Seeing the bulk: a primer on dimensionality reduction
If you haven’t seen Interstellar, you might not get the reference in the title. Don’t sweat it, the bulk beings are some advanced civilization that is able to move outside the familiar 3D space that we are stuck in. A similar plot device was used in Edwin Abbott’s book Flatland.
Outside of entertainment, there is a lot of value in attempting to understand high dimensional spaces. Physics, machine learning, and engineering control systems all make use of higher-dimensional spaces in one way or another. I first got interested in higher dimensional spaces in high school, I saw a talk by a Russian physicist that introduced 4-dimensional cubes, and then made some passing comment that “there are six extra dimensions of space”, before closing up the lecture.

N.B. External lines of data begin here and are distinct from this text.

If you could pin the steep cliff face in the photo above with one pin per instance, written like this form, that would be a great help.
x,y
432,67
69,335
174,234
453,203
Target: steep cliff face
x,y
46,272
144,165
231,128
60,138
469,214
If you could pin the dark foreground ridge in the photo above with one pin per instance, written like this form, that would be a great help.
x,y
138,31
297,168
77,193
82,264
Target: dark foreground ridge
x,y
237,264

That last part was confusing, but I later realized he was talking about Calabi-Yau manifolds from string theory.
In this post we will learn how datasets can be thought of as sets of points in a high dimensional space, and then we will learn how to map those sets into low (2 or 3)-dimensional spaces so that we can see them. The goal will be to preserve as much structure as possible, but still fit everything into a space we can see and feel.

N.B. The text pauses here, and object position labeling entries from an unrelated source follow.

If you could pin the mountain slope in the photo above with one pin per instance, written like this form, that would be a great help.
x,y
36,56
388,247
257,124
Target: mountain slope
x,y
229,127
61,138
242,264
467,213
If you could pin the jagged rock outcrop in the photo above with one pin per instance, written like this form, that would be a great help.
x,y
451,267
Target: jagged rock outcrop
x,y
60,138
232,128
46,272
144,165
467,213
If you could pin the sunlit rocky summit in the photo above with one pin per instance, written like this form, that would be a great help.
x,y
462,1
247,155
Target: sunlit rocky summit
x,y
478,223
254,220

Let’s start with 1D, real numbers are points on a line, easy. In 2D, we can use a pair (x,y) to name any point in a plane. For 3D, we can use triplets (x,y,z) to name points in a space like the one we physically live in.

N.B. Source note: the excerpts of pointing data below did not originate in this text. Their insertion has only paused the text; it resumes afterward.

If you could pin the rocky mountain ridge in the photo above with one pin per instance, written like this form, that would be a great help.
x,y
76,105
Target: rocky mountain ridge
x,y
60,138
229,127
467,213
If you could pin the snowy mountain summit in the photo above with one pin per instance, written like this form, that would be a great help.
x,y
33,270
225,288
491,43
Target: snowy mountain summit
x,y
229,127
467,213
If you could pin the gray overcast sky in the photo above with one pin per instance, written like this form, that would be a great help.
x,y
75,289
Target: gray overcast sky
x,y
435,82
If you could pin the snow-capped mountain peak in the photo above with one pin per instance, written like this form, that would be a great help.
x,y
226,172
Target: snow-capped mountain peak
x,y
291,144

If we wanted to name the four corners of a tetrahedron, we could write out a table of data like this:
But it’s not clear what that data looks like until we visualize it in 3D space:
We can extend the basic idea behind taking triples (x,y,z) and imagining them as points in a 3-dimensional space. Instead of triples, we can use n-tuples (x1, x2, …, xn) and imagining them as points in an n-dimensional space. We can then measure distances between any two points (x1, x2, …, xn) and (y1, y2, …, yn) by using the Pythagorean theorem. So all the tools we have for doing geometry with numbers (analytic geometry and linear algebra) work well, but we can’t directly visualize those spaces, since our brains evolved in a 3-dimensional environment.
The good news is that we can “compress” higher dimensional shapes into 3D and still preserve plenty of information.
Principal Components Analysis
One technique to reduce the dimensionality of a dataset is called Principal Components Analysis. It starts by modeling the dataset as a matrix, and then finds the directions in which the data varies the most. Those directions that contain the most variation coincide with the “principal components” of the matrix. For an excellent visual introduction to this technique, check out Victor Powell’s post on PCA.
As an example, we will use a wine dataset1 from 1991, it contains 13 properties (alcohol, malic acid, etc.) and 178 wines grown in the same region, but derived from three different plant varieties. Each property can be seen as a dimension, so using our spatial metaphor, we will imagine the 178 wines as points in a 13-dimensional space. Applying PCA will help us find the three most important directions, and then we can visualize those 178 points in a familiar 3D space. I’ll add colors to distinguish the wines from the three wine varieties. We should expect to see some structure, namely, the different plant varieties should form clusters.
From the (Y,Z) chart you can see that there are two main clusters, the blue and the (red/green), and from the (X,Z) chart you can see that the red clusters more towards the center of mass and the green is on the periphery. Also from the (X,Y) chart, the same pattern of “red inside”, “green outside” hold. This is a good example of how bringing your data into a lower dimensional space helps understanding and solving certain problems. Data that have these clusters can be fed into machine learning algorithms to do classification, or they can be used to find natural categories to organize data on its own terms.
How to use PCA in Python
It is very easy to use, just install
scikit-learn and run the following two lines of code:
from sklearn.decomposition import PCA X # high dimensional data, in our case a set of 178 13-dimensional points small_dim = 2 # this is the reduced dimensionality we will end up with, 2 and 3 are good choices pca = PCA(n_components = small_dim) x,y = pca.fit_transform(X)
In a later post I will describe how PCA works mathematically, the intuition behind it helps to understand its weaknesses and strengths.